The rules for working with Optional parameters and ParamArray variables are different when working with Proprerty procedures in class modules. Typically, a Property Get declarations take no parameters an return a single value. A typical Property Let procedure take one parameter, the value of that property. However, it is perfectly legal to use optional parameters in a procedure's declaration. For example, the following code is valid:

    Public Property Get Value(Optional A As Integer, Optional B As Integer) As Long
        Value = pValue + A + B
    End Property
    Public Property Let Value(A As Integer, B As Integer, V As Long)
        pValue = A + B + V
    End Property
A few things are noteworthy. The parameter declarations of the Get procedure must match the parameter declaration of Let, but the last (or only) parameter to the Let procedure must matct the return data type of the Get procedure. You can see this in the code above in which the return type of the Get Value procedure is a Long, the same as the last parameter of the Let procedure (parameter V). You'll also notice that the parameters A and B of the Get procedures are declared Optional while they are required in the Let procedure. Their data types (Integer in the example) must match, but they need not match in optionality.

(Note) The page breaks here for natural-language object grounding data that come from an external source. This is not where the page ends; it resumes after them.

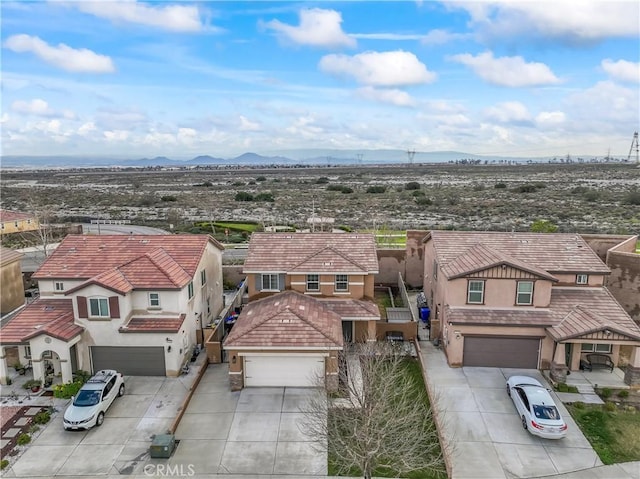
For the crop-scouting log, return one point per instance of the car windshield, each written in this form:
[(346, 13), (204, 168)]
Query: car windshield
[(87, 398), (545, 412)]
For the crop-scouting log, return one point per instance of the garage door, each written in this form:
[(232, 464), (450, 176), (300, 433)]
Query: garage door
[(301, 371), (129, 360), (501, 352)]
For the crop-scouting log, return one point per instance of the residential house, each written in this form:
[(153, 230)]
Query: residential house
[(11, 283), (134, 303), (523, 300), (310, 294), (17, 222)]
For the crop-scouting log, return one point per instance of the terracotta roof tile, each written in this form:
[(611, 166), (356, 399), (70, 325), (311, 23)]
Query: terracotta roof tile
[(312, 252), (550, 252), (87, 256), (154, 324), (44, 316), (480, 257), (288, 319)]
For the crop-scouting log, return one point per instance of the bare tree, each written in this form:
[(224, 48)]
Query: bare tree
[(381, 421)]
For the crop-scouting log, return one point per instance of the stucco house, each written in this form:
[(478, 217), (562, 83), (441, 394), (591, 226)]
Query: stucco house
[(523, 300), (310, 295), (134, 303), (17, 222)]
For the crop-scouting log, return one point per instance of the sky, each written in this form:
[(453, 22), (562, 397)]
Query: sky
[(179, 78)]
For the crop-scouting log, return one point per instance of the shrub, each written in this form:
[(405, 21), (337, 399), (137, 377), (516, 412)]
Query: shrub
[(23, 439), (42, 417)]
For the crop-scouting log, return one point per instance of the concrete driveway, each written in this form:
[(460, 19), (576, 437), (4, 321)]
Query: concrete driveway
[(482, 427)]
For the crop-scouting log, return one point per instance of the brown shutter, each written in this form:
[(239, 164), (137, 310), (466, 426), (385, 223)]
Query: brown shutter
[(114, 307), (82, 307)]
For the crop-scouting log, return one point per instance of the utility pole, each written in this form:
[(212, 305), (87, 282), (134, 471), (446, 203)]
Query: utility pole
[(634, 145)]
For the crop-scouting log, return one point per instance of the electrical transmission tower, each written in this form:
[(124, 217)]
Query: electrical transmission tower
[(634, 146)]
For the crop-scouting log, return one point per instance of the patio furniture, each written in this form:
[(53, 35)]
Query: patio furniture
[(600, 361)]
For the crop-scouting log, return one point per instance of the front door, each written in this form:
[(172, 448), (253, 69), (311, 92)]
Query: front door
[(347, 331)]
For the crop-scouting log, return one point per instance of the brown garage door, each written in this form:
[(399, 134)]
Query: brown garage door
[(501, 352)]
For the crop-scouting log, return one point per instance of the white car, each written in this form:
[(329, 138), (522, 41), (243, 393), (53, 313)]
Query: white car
[(536, 408), (88, 407)]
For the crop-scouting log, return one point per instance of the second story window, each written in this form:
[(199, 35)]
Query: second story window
[(99, 307), (154, 300), (342, 282), (524, 294), (270, 282), (475, 292), (313, 282)]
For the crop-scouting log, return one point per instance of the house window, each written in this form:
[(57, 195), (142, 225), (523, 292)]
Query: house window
[(313, 282), (154, 300), (270, 282), (99, 307), (342, 282), (595, 348), (524, 293), (475, 292)]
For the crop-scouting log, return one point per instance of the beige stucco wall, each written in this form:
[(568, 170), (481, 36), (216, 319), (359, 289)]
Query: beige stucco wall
[(12, 286)]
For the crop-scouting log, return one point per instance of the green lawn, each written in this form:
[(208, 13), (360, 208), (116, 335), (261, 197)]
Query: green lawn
[(412, 370), (615, 435)]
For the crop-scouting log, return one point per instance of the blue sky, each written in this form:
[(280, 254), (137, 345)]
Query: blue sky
[(179, 79)]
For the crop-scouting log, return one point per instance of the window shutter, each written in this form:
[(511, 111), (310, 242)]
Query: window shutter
[(114, 307), (82, 307)]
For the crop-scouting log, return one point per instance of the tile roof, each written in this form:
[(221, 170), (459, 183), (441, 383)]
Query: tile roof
[(286, 320), (582, 311), (480, 257), (9, 256), (8, 215), (312, 253), (156, 324), (140, 259), (44, 316), (550, 252)]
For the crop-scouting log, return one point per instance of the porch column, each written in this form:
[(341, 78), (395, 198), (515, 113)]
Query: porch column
[(632, 375), (67, 374), (558, 365), (4, 369)]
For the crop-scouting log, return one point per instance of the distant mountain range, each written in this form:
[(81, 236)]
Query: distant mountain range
[(315, 157)]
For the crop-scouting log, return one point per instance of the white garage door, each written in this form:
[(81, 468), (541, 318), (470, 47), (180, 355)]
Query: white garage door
[(300, 371)]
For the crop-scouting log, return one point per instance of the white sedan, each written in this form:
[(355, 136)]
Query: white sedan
[(536, 408)]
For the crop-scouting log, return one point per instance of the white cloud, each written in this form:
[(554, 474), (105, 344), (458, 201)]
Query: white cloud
[(318, 28), (509, 112), (61, 56), (507, 71), (176, 18), (622, 70), (37, 107), (392, 96), (396, 68), (584, 21)]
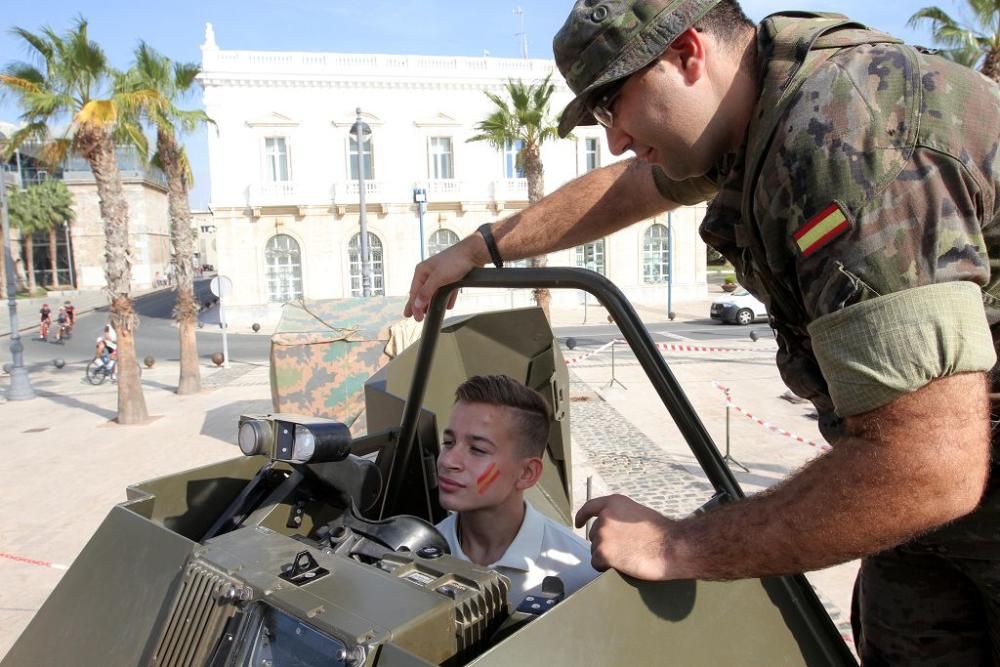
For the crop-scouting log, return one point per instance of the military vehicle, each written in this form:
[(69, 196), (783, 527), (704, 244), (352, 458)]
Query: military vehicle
[(318, 548)]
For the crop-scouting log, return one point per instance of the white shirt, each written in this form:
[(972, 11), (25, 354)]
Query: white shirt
[(541, 548)]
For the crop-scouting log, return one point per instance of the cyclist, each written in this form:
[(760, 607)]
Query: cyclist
[(71, 314), (46, 321), (62, 320)]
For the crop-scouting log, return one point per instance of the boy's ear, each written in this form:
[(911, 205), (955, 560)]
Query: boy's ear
[(531, 472)]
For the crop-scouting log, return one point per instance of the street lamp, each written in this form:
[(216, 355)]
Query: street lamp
[(361, 133), (420, 199), (20, 383)]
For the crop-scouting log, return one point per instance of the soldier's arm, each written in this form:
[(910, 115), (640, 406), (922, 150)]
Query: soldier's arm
[(911, 465), (598, 203)]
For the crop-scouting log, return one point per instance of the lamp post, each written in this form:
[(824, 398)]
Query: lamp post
[(20, 382), (420, 199), (670, 267), (361, 132), (69, 255)]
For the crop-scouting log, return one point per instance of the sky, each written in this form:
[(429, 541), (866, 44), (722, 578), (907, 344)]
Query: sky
[(428, 27)]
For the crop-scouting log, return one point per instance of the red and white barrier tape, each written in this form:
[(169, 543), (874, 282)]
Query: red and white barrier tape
[(575, 360), (33, 561), (666, 347), (769, 426), (680, 347)]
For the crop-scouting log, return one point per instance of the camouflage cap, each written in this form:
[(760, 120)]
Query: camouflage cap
[(606, 40)]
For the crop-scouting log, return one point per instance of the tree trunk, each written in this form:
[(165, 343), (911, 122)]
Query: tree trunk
[(97, 146), (54, 281), (186, 308), (535, 174), (991, 65), (29, 262)]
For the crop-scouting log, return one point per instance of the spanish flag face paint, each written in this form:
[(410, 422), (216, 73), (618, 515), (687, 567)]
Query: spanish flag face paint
[(485, 481), (821, 229)]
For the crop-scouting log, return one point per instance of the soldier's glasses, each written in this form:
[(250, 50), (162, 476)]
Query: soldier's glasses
[(601, 108)]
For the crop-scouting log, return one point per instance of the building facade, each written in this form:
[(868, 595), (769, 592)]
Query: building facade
[(71, 256), (285, 177)]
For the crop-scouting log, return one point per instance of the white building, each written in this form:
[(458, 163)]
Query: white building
[(284, 176)]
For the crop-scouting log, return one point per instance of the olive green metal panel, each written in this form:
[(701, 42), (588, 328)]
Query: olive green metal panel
[(105, 607), (612, 621), (188, 502)]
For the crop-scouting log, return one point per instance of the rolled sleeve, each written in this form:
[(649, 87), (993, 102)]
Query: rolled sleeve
[(877, 350)]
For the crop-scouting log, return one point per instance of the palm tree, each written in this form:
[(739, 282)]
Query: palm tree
[(527, 123), (978, 43), (40, 208), (162, 82), (73, 82)]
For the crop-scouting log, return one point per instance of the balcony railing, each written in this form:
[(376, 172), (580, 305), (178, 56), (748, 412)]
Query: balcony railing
[(510, 188), (276, 193), (346, 192)]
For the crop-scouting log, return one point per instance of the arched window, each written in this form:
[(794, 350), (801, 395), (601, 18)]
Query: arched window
[(591, 256), (375, 254), (440, 240), (655, 255), (284, 269)]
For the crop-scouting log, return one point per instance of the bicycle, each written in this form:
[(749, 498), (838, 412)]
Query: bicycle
[(103, 367), (100, 369)]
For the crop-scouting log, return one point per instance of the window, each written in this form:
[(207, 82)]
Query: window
[(591, 154), (366, 154), (511, 169), (655, 255), (375, 254), (276, 159), (442, 166), (284, 269), (591, 256), (441, 239)]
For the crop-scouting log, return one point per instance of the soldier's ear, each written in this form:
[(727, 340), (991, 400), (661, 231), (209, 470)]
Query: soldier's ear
[(688, 51)]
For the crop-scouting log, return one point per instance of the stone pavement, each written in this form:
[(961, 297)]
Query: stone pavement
[(73, 464)]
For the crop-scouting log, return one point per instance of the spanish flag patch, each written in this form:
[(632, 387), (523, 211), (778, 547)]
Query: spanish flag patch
[(822, 228)]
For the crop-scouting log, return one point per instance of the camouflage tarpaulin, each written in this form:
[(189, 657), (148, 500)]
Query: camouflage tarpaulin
[(323, 351)]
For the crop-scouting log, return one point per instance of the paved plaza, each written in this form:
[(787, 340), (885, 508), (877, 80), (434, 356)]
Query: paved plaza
[(70, 464)]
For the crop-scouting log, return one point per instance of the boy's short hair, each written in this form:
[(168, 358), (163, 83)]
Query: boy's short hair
[(726, 21), (531, 413)]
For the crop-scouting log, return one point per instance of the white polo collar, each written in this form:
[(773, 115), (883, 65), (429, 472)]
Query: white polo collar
[(522, 552)]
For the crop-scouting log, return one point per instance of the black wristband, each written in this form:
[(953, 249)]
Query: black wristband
[(491, 245)]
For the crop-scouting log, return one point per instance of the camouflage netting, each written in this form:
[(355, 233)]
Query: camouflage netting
[(322, 352)]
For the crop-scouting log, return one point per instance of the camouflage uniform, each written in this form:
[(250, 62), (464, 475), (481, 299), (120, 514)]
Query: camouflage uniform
[(863, 210)]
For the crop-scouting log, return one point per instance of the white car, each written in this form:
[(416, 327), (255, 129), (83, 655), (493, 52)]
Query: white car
[(738, 307)]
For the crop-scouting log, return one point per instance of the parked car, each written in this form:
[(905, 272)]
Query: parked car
[(738, 307)]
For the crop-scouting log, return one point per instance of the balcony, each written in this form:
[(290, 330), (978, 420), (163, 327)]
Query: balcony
[(444, 189), (279, 193), (347, 192), (510, 189)]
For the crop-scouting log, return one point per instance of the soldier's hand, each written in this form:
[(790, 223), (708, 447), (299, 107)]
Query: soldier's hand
[(443, 268), (627, 536)]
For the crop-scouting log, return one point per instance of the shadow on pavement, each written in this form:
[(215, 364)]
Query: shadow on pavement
[(71, 402), (220, 423)]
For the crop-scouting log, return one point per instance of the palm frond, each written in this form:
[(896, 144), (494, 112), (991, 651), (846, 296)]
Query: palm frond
[(38, 44), (99, 113)]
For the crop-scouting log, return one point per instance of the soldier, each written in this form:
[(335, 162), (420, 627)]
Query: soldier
[(854, 184)]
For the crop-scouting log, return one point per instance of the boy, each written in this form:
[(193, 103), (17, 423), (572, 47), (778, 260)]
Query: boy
[(490, 454)]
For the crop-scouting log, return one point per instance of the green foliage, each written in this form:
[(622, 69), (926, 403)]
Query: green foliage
[(41, 207), (154, 85), (525, 119), (69, 85), (969, 43)]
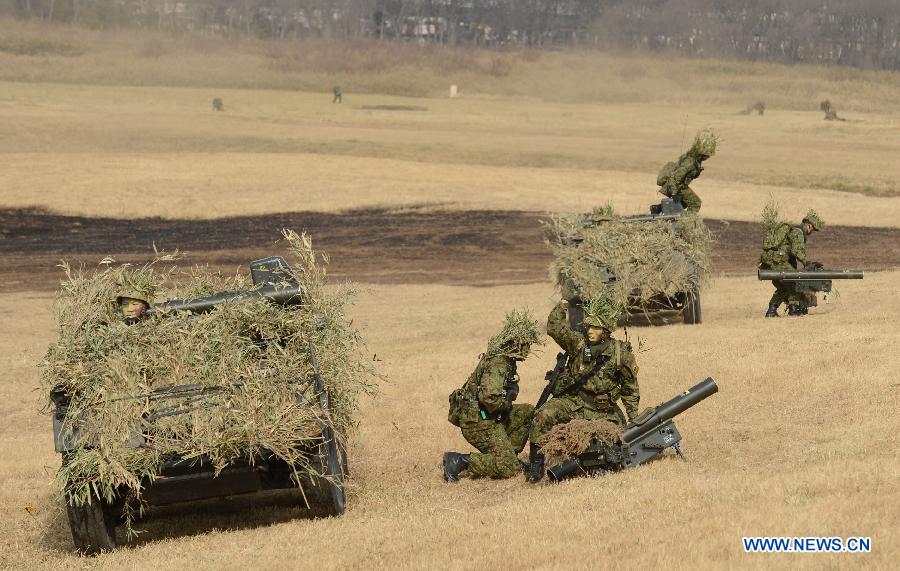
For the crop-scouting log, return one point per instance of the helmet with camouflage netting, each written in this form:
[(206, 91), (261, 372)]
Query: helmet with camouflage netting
[(602, 312), (519, 333), (815, 220)]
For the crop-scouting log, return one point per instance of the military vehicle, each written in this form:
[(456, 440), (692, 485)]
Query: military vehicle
[(180, 480), (686, 303), (645, 438), (810, 281)]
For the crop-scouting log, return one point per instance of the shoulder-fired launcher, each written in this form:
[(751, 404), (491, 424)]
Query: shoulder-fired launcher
[(810, 282), (794, 275), (643, 439)]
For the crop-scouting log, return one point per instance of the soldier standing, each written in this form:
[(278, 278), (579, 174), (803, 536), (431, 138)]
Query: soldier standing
[(599, 372), (483, 408), (785, 249), (675, 177)]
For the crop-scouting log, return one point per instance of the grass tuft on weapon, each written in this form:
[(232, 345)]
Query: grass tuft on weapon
[(574, 437), (647, 258), (248, 361)]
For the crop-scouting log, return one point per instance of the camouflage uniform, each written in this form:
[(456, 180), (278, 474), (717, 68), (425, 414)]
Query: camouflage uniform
[(675, 177), (611, 371), (483, 408), (785, 249), (590, 385), (498, 429)]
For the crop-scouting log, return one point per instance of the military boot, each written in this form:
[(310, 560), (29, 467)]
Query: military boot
[(535, 465), (454, 464), (795, 311)]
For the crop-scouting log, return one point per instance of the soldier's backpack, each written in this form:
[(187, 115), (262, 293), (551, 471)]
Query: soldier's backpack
[(462, 399)]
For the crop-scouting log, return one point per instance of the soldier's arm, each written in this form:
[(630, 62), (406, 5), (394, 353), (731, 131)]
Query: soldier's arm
[(798, 247), (630, 393), (493, 377), (559, 330)]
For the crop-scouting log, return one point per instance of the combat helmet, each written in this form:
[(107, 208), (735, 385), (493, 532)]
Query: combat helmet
[(602, 312), (815, 220), (705, 143), (519, 333)]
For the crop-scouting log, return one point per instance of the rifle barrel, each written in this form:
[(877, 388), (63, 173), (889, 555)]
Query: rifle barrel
[(793, 275), (289, 295)]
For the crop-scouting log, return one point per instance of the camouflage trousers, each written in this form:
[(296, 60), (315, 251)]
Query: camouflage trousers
[(560, 410), (689, 199), (784, 293), (498, 443)]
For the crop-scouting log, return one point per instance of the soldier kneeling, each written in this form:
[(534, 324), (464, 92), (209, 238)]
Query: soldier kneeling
[(600, 371), (483, 408)]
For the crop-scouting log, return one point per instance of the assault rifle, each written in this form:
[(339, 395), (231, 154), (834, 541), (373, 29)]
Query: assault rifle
[(271, 274), (646, 437), (551, 376), (811, 280)]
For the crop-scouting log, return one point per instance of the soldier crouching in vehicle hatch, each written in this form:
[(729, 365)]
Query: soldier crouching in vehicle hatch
[(599, 372), (483, 408)]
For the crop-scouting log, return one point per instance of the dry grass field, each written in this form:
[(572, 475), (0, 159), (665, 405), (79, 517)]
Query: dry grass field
[(801, 439)]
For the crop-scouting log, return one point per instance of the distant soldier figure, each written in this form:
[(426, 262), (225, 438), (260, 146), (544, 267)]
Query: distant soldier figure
[(483, 408), (785, 249), (830, 111), (759, 107), (600, 371), (675, 177)]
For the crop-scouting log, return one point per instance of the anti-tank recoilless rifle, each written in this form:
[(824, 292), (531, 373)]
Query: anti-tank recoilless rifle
[(646, 437), (811, 280)]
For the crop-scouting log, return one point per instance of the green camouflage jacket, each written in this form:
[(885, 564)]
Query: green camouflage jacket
[(614, 380), (784, 248)]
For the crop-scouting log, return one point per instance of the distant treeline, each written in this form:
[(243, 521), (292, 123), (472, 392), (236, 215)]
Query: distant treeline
[(864, 33)]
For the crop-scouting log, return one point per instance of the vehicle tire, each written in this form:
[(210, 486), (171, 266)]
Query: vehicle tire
[(333, 477), (691, 312), (93, 527)]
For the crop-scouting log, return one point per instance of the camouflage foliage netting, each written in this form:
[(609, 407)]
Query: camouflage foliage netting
[(574, 437), (250, 359), (647, 258)]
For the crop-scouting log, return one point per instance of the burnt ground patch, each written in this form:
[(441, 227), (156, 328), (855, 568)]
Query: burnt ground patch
[(472, 247)]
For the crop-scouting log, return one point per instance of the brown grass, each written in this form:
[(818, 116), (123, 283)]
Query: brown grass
[(95, 150), (799, 443)]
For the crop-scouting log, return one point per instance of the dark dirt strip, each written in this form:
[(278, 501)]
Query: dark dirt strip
[(475, 247)]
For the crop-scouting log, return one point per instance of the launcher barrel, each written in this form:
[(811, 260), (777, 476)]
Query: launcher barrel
[(670, 409), (289, 295), (793, 275)]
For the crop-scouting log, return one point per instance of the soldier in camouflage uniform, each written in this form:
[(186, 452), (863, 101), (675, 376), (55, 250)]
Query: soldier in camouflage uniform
[(675, 177), (483, 408), (599, 372), (785, 249)]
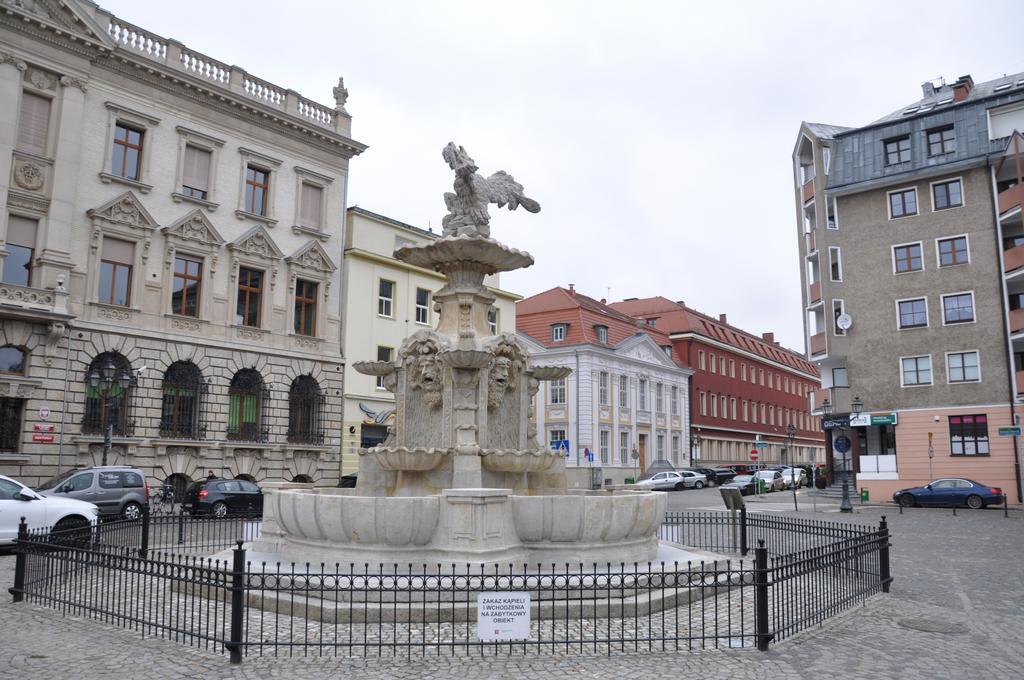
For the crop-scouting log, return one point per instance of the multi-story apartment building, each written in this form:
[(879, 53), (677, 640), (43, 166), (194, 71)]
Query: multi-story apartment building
[(745, 390), (385, 301), (171, 236), (626, 404), (910, 239)]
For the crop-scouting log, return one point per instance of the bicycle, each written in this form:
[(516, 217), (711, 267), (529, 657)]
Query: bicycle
[(162, 500)]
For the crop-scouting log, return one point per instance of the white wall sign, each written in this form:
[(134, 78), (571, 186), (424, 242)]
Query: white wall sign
[(502, 617)]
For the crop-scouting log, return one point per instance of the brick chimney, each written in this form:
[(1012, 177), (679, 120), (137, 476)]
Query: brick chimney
[(963, 87)]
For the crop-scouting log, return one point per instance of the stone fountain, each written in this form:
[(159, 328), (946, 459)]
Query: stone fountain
[(461, 477)]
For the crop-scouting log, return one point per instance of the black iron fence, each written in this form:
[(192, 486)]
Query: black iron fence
[(138, 576)]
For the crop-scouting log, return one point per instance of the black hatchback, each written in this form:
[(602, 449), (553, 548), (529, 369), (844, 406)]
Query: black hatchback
[(222, 497)]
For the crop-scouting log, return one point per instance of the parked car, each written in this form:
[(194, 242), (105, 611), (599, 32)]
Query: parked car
[(744, 482), (710, 473), (724, 475), (116, 490), (64, 514), (222, 497), (772, 478), (794, 476), (950, 493), (674, 480)]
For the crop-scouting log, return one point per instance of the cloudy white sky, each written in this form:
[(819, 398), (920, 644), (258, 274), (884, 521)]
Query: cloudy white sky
[(655, 135)]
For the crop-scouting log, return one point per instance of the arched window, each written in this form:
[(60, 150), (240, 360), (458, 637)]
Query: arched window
[(109, 387), (245, 407), (183, 391), (304, 412), (13, 359)]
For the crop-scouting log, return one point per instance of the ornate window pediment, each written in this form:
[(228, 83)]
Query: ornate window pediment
[(125, 212), (312, 257), (195, 227)]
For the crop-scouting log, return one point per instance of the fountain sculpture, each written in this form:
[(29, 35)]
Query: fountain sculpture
[(462, 477)]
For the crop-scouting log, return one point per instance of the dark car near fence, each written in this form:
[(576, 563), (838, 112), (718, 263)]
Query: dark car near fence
[(222, 497)]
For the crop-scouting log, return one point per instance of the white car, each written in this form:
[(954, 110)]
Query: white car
[(18, 501)]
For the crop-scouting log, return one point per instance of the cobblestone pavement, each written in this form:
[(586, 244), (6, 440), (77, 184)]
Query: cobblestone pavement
[(955, 609)]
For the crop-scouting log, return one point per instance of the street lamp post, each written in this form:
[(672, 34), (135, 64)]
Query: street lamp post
[(104, 379), (791, 436)]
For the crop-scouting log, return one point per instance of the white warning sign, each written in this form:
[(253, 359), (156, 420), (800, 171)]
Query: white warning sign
[(502, 617)]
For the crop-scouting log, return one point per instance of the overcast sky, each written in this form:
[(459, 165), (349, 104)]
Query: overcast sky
[(655, 135)]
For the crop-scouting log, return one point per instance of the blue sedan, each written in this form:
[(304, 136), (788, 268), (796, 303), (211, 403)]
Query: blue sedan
[(950, 493)]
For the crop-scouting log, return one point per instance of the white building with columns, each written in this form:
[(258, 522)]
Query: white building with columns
[(171, 241)]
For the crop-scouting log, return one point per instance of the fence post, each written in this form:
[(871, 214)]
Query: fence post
[(761, 595), (238, 602), (742, 532), (17, 592), (143, 548), (181, 525), (884, 555)]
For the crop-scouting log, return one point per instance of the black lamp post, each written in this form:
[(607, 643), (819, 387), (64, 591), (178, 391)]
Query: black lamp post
[(104, 379)]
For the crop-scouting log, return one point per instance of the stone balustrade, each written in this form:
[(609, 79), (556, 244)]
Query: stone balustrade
[(173, 54)]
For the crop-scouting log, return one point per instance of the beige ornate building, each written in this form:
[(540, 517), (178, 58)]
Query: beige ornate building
[(170, 242), (385, 301)]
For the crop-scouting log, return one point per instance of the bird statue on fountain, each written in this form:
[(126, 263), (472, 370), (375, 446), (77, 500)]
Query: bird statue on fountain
[(468, 206)]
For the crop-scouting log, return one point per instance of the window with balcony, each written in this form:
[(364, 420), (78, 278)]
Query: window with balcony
[(897, 150), (908, 257), (957, 308), (186, 286), (969, 435), (902, 203), (915, 371), (941, 140), (116, 267), (912, 313), (305, 307), (953, 251), (385, 298), (946, 195), (20, 248), (126, 158), (34, 124), (963, 367), (250, 302)]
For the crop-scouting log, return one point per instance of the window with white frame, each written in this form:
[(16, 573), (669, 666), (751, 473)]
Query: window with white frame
[(963, 367), (957, 308), (556, 391), (422, 305), (915, 371), (385, 298)]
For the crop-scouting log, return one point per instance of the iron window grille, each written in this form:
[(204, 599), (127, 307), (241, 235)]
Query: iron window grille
[(110, 405), (305, 412), (183, 397), (247, 397)]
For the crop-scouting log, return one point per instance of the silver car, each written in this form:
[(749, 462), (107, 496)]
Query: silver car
[(674, 480)]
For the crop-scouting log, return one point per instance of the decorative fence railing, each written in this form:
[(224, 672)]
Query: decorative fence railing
[(138, 576)]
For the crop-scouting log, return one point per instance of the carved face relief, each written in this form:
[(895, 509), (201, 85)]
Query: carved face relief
[(425, 372)]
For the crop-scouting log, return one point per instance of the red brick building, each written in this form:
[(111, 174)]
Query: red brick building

Like the optional parameters shown above, a Propert Get/Let pair may use a ParamArray parameter. As before, the variable types of the Get/Let pair must match. For example,

    Public Property Let Value2(ParamArray Args() As Variant, V As Long)
        ' some code
    End Property
    Public Property Get Value2(ParamArray Args() As Variant) As Long
        ' some code
    End Property
Note here than the last argument to the Let procedure (parameter V) is the same type as the return type of the Get procedure. In practical terms, you will likely use the ParamArray array in a Property Let procedure than you would in a Property Get procedure, but just be aware that the ParamArray must exist in both procedures even if you use it only in one.

This differing behavior between Property Get/Let procedures and regular Sub and Function procedures (such as having optional parameters occurring before required parameters) becomes clear when you see how those properties are used in code. Using the Value2 Get/Let properties shown above, we would access these properties with code like the following:

    Dim C As Class1
    Dim L As Long
    Set C = New Class1
    ' LET Value2
    C.Value2(1, 2, 3) = 5
    ' GET Value2
    L = C.Value2(11, 22, 33)
In the Let procedure, the ParamArray applies to the values within the parentheses (1, 2, 3), and the actual property assignment variable (V in the declaration, 5 in the sample code) is the last parameter declared for the Let procedure. If you find yourself declaring multiple parameters for a Get or Let procedure, you may want to consider changing it from a property to a method of the class.